Phoning Home - Test, Survival & Crafting, PC, Mac, Linux

Phoning Home
20.02.2017, Jan Wöbbeking

Test: Phoning Home

Nummer 6 und 7 geben nicht auf!

Dieses ekelhafte organische Leben! Steckt seine Wurzeln in wertvolle Bodenschätze und greift einen mit unberechenbaren Kreaturen an. Gut, dass sich die Menschen vor langer Zeit von den Geißeln der Evolution befreit haben, um ihr Bewusstsein in rational handelnde Roboter zu transferieren - oder vielleicht doch nicht?
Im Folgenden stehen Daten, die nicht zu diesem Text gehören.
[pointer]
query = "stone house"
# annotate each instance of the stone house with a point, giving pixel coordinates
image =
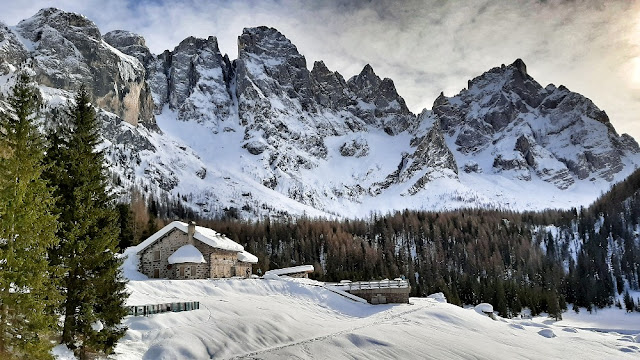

ANI zumindest scheint die gute alte Zeit zu vermissen, als sich die damals noch menschlichen Eroberer des Alls häufiger mit gemütlichen Sentimentalitäten beschäftigten, statt nur die Expansion und eine effektivere Ressourcengewinnung voranzutreiben. Sie ist ein knuffiger kleiner Roboter mit noch knuffiger wackelnden Kulleraugen, die nicht nur meinen Beschützerinstinkt wecken, sondern auch Erinnerungen an die Kinderserie Schlupp vom grünen Stern. Ich habe sie auf meinem Streifzug durch das weitläufige Action-Adventure Phoning Home getroffen und sie aus einer unzugänglichen Schlucht gerettet, um sie zu ihrem Mutterschiff zurückzubringen. Auch bei meiner Spielfigur ION handelt es sich um einen Droiden - eine junge Aufklärungseinheit auf einer Mission zur Sicherung natürlicher Ressourcen. Bei einer Bruchlandung auf einem fremdartigen Planeten wurde sein Raumschiff ebenfalls fast komplett zerstört.

Menschelnde KI

Mit diesem Energiestrahl hievt ION seine Partnerin ANI über zerklüftetes Terrain.
Unser gemeinsames Ziel ist es, irgendwie Kontakt mit dem Heimatplaneten aufnehmen, um überhaupt auf Rettung hoffen zu können. Die von meiner Schiffs-KI prognostizierten Überlebenschancen haben mich immer wieder zum Schmunzeln gebracht: Juhuu, die Wahrscheinlichkeit einer Rettung ist soeben von 0,6 auf 0,8 Prozent gestiegen – wenn das mal keine gute Nachricht ist! Auch in anderen Momenten besitzen die Autoren erfreulich viel Fingerspitzengefühl dabei, die missliche Lage immer wieder mit netten kleinen Einwürfen und Anekdoten aus der alten Welt der Menschen aufzulockern. Meist wettern die technokratischen Erkunder aber einfach nur über all die ekligen organischen Kreaturen, welche den korrosionsfördernden Sauerstoff für ihre unstete Existenz nutzen. So viel steht fest: Falls wir je erneut hierher zurückkehren, müssen das unnütze Gas und die „Atmer“ weg, damit wir ungestört Rohstoffe abbauen können!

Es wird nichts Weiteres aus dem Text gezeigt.